A statement by >350 tech executives released in May 2023 summarizes the imminent public health threat of AI: “Mitigating the risk of extinction from AI should be a global priority alongside other societal-scale risks such as pandemics and nuclear war.” This followed another high-profile letter signed by executives of Apple and Tesla calling for a 6-month moratorium on the development of advanced AI systems until we have more robust processes to keep them in check. Reference Morozov15

In June 2023, Evgeny Morozov, a writer and researcher, who studies political and social implications of technology espoused numerous warnings in a New York Times opinion piece entitled “The true threat of AI.” While not specifically about health care, Morozov describes AI’s vulnerability to the market’s demands for profits over improving the lives of people and that AI undermines our civic virtues and amplifies trends we already dislike. For instance, in health care, AI algorithms based on ever-increasing sets of patient-level data will become fixated on efficiency and profits over value and further exacerbate an epidemic of healthcare worker burnout and moral injury. Like other emerging technologies of the past, AI can be coopted by “bad actors,” whose victims are real, everyday people (Theranos). Reference Morozov15

  1. 1. Patient harm caused by biases

All applications of AI rely on individual patient-level data, which ought to be safe and protected. When patients agree to receive health care within our institutions, they are not necessarily consenting to use of this data for purposes outside of individualized patient care. Informed consent is mandatory for research involving human subjects, but somehow use of patient data for AI applications is a “work around” for the acquisition and use of protected health information. Reference Fitzpatrick, Doherty and Lacey16

Moreover, large data sets utilized by AI depend on the information fed into the system which can be inaccurate and can contain harmful biases. Of greatest concern is EHR biases based on race, ethnicity, gender, socioeconomic status, education level, and other social determinants of health which can be input into AI data sets and may serve to perpetuate and amplify biases, causing significant patient harm. For example, algorithms trained on healthcare expenditure data in which Black patients systematically received less care than their White counterparts can lead to underestimating the level of risk of Black individuals. If such data are incorporated into AI models to manage or prevent infection, there is a risk of embedding and inadvertently reinforcing racism in AI-informed practice, leading to continued inequitable patient outcomes. Those left out by current structural barriers to optimal health care will remain at risk. For example, an AI-powered diagnostic tool trained on historical data that underrepresents certain demographic groups may lead to misdiagnoses or inadequate medical recommendations for individuals belonging to those groups. Biases within AI systems may also result from the lack of diversity and representation among the developers and data scientists involved in their creation. When the development teams lack diverse perspectives and experiences, it becomes more challenging to identify and rectify biases in AI models. This lack of diversity can contribute to a feedback loop where biased AI perpetuates the same disparities it was intended to mitigate. Reference Meskó and Topol17 Concerns also exist about transparency and trust in AI tools. Understanding the sources of training and validation data is fundamental for confidence in large language model capabilities. The “black box” nature of these models further exacerbates these concerns, as users are unaware of AI system biases, thereby eroding public trust. This is particularly relevant when AI predictions are incorrect.

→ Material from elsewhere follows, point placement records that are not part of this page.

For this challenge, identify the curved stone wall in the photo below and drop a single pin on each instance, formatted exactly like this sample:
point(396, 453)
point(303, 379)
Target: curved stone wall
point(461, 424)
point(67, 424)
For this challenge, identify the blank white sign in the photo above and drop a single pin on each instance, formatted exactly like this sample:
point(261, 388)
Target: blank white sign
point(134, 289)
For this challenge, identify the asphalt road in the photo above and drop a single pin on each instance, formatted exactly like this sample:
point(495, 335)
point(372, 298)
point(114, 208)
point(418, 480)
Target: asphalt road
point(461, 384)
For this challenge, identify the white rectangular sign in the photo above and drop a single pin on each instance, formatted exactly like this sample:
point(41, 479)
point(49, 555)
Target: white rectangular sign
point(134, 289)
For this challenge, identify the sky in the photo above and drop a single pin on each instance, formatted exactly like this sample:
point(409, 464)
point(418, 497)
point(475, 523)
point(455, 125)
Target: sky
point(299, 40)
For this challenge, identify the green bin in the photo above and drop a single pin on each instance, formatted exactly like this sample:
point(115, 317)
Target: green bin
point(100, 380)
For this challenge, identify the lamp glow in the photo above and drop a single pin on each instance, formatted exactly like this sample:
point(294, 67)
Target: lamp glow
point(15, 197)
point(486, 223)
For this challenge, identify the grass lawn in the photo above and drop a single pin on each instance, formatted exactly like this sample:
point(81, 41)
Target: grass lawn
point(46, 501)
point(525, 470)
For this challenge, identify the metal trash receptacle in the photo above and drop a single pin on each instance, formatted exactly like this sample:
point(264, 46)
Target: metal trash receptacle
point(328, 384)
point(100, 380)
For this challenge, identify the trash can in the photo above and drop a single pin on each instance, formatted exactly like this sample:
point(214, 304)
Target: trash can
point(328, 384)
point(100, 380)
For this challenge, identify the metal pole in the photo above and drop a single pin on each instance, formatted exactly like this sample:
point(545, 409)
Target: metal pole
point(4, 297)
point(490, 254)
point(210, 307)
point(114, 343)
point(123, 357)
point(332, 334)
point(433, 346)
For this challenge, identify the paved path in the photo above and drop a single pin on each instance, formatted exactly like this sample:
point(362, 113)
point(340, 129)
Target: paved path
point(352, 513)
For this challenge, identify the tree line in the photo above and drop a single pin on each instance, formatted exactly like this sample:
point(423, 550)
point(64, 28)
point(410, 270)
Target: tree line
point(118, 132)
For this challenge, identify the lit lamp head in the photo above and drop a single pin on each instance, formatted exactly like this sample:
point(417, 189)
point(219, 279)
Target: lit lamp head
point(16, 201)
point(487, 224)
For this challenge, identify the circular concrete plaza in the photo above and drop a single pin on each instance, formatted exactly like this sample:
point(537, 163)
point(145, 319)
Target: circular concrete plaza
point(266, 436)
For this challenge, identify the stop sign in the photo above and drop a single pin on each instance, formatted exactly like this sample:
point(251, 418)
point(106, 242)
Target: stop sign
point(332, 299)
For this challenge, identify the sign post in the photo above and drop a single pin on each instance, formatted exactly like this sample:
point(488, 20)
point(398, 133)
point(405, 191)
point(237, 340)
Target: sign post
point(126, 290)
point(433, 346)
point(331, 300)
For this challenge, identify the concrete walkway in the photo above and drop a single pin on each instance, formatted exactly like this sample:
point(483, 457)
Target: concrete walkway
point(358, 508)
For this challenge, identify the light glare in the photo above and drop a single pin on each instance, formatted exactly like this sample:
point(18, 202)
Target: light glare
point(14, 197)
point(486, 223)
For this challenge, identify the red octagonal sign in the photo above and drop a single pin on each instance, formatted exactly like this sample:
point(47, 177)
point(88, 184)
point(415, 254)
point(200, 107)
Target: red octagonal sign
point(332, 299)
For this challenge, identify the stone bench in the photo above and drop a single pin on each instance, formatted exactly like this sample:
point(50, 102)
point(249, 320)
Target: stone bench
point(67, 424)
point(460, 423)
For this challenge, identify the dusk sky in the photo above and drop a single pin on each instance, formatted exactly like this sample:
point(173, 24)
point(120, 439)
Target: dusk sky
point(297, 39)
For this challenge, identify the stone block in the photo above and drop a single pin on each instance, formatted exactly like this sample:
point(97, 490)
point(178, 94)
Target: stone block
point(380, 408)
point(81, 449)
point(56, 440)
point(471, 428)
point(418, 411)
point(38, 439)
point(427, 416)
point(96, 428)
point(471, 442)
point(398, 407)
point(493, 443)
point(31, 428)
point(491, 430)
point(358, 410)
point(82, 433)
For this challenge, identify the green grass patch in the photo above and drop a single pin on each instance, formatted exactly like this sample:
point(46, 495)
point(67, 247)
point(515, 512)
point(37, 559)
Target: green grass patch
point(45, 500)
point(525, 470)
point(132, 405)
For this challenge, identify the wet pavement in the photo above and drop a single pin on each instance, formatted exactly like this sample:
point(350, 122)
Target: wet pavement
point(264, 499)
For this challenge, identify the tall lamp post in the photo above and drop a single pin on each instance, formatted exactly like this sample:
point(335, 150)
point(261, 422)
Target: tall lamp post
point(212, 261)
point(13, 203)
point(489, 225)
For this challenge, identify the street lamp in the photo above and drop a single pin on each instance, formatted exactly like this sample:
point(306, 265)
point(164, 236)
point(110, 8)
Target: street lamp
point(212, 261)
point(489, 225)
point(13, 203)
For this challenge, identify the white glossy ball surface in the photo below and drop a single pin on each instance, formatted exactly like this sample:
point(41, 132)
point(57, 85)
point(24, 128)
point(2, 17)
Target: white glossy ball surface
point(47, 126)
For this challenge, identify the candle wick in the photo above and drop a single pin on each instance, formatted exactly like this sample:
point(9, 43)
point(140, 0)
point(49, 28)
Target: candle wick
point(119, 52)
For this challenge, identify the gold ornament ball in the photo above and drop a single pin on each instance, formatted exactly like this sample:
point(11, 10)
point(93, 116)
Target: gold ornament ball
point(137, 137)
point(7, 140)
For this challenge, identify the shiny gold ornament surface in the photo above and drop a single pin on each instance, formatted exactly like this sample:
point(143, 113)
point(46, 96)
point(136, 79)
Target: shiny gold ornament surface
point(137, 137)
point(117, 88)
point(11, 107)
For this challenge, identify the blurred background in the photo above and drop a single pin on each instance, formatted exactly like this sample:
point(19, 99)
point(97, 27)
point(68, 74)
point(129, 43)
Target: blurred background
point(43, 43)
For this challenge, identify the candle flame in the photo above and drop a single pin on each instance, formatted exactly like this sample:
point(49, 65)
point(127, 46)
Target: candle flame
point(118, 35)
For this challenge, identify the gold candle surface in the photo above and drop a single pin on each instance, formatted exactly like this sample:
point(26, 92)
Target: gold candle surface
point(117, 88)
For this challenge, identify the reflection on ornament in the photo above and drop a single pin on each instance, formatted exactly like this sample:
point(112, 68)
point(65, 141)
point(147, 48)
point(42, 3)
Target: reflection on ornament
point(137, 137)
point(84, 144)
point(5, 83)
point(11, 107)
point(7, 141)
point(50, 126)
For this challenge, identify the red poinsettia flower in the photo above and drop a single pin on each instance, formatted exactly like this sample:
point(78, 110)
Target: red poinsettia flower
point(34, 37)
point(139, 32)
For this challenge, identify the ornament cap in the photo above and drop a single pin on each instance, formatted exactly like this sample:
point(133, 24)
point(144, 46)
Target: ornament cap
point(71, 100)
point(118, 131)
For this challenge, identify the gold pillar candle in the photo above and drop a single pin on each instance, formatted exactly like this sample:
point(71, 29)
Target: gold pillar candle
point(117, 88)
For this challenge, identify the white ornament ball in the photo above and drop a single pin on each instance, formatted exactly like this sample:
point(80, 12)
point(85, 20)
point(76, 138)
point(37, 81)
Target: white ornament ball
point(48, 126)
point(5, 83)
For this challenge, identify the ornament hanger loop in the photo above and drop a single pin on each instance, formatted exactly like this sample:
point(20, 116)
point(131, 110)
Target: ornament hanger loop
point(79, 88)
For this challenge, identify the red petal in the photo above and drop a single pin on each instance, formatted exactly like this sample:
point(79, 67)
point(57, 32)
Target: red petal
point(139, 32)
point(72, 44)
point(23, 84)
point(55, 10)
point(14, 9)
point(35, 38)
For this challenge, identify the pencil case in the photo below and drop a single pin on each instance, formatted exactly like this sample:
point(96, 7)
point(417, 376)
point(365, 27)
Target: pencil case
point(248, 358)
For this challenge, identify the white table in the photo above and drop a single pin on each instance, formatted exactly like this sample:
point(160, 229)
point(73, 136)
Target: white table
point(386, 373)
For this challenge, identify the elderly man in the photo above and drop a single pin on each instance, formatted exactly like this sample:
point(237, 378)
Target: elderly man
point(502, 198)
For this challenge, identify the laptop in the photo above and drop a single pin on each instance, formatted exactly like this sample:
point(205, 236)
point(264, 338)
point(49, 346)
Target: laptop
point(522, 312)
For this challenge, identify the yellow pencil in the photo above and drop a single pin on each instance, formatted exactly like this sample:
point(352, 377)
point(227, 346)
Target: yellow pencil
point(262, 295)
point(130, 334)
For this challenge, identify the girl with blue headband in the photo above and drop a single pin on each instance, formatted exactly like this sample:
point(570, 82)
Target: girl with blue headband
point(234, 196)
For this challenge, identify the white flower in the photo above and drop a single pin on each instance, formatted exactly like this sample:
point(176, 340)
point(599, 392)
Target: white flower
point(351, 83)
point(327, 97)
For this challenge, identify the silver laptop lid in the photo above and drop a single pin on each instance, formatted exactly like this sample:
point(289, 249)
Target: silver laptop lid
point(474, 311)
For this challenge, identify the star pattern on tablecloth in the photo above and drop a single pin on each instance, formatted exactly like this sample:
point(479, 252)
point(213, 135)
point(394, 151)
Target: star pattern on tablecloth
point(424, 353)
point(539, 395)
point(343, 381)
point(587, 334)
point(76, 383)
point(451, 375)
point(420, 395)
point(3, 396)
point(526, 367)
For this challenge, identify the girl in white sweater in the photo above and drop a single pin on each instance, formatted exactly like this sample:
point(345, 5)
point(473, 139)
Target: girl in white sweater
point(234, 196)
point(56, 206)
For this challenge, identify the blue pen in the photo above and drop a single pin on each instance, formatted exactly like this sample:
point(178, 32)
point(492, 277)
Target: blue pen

  1. 2. Accuracy: can we trust what we get back from Generative AI Models?

ChatGPT-4 is neither sufficiently mature to formally diagnose patient conditions nor replace health professionals. Reference Egli11,Reference Kulkarni and Singh18 Large language models produce outputs that are coherent but can be confidently incorrect or nonsensical. For clinical microbiology and infectious diseases, large language model outputs are of good quality, but without identifiable sources and references that are often nonexistent or “hallucinated.” Reference Egli11

In medical practice, diagnoses commonly lack a definitive confirmatory test, relying instead on clinicians reaching a diagnostic consensus from the clinical presentation and available laboratory analyses. Although AI is valuable in objectively diagnosing conditions with clear numerical indicators, such as acute kidney injury, determining conditions like ventilator associated pneumonia is more complex. Assessing the accuracy of AI is challenging because clinical diagnosis often involves interpreting imprecise and nonnumerical data, with no definitive tests available. Reference Kulkarni and Singh18

AI system must have an audit trail that can be reviewed such that its performance can be continuously monitored, such as algorithmovigilance Reference Embi19 describes postdeployment monitoring of AI for serious failure, performance drift, “off label” use, and other problematic developments, in much the same way that drugs are subject to postmarket pharmacovigilance. Reference Solomonides, Koski and Atabaki2

  1. 3. Negative implications for research and publication

In addition to the concerns related to biases and transparency, the use of ChatGPT-4 and similar language models can have negative implications for research and publication. Although these models can be helpful in generating text and providing information, they should not be considered as authoritative sources for academic or scientific research. One potential and relevant issue is the risk of plagiarism. Since these language models can generate coherent and seemingly well-informed responses, there is a possibility of directly copying the model’s outputs without proper citation or attribution. This can undermine the integrity of academic work and intellectual property rights. Reference Conroy4,Reference Minssen, Vayena and Cohen20

Researchers should be cautious about overreliance on AI language models and instead cultivate their own expertise, conduct through literature reviews, and engage in scholarly discourse. Scientific originality and transparency must prevail. Although the AI language models can provide a quick response, it lacks the ability to engage in meaningful discussions, consider alternative viewpoints, or evaluate the quality and validity of sources. Reference Conroy4

Another concern is the potential for misinformation propagation. Although efforts are made to train AI models on reliable and reputable sources, there is still a risk of incorporating biased or incorrect information into the model’s responses. Users who blindly trust the outputs of the AI models may inadvertently spread misinformation, especially if they fail to critically evaluate and fact-check the content. Reference Meskó and Topol17 ChatGPT-4 and other similar models are increasingly used in research to generate code for programming languages such as Python and R. While often time-saving, the output from such large language models could contain malicious code that can then be inadvertently installed on the user’s computer. Reference Solomonides, Koski and Atabaki2

To mitigate these risks, clear guidelines and ethical standards for the use of AI language models in research and publications are urgently required. Reference Meskó and Topol17,Reference Minssen, Vayena and Cohen20 Researchers should be encouraged to use these AI models as tools to support their work rather than replacing rigorous academic practices. Academic institutions and publishers must play a role by providing guidance on responsible AI usage, promoting proper citation and attribution practices, and emphasizing the importance of critical thinking and independent analysis.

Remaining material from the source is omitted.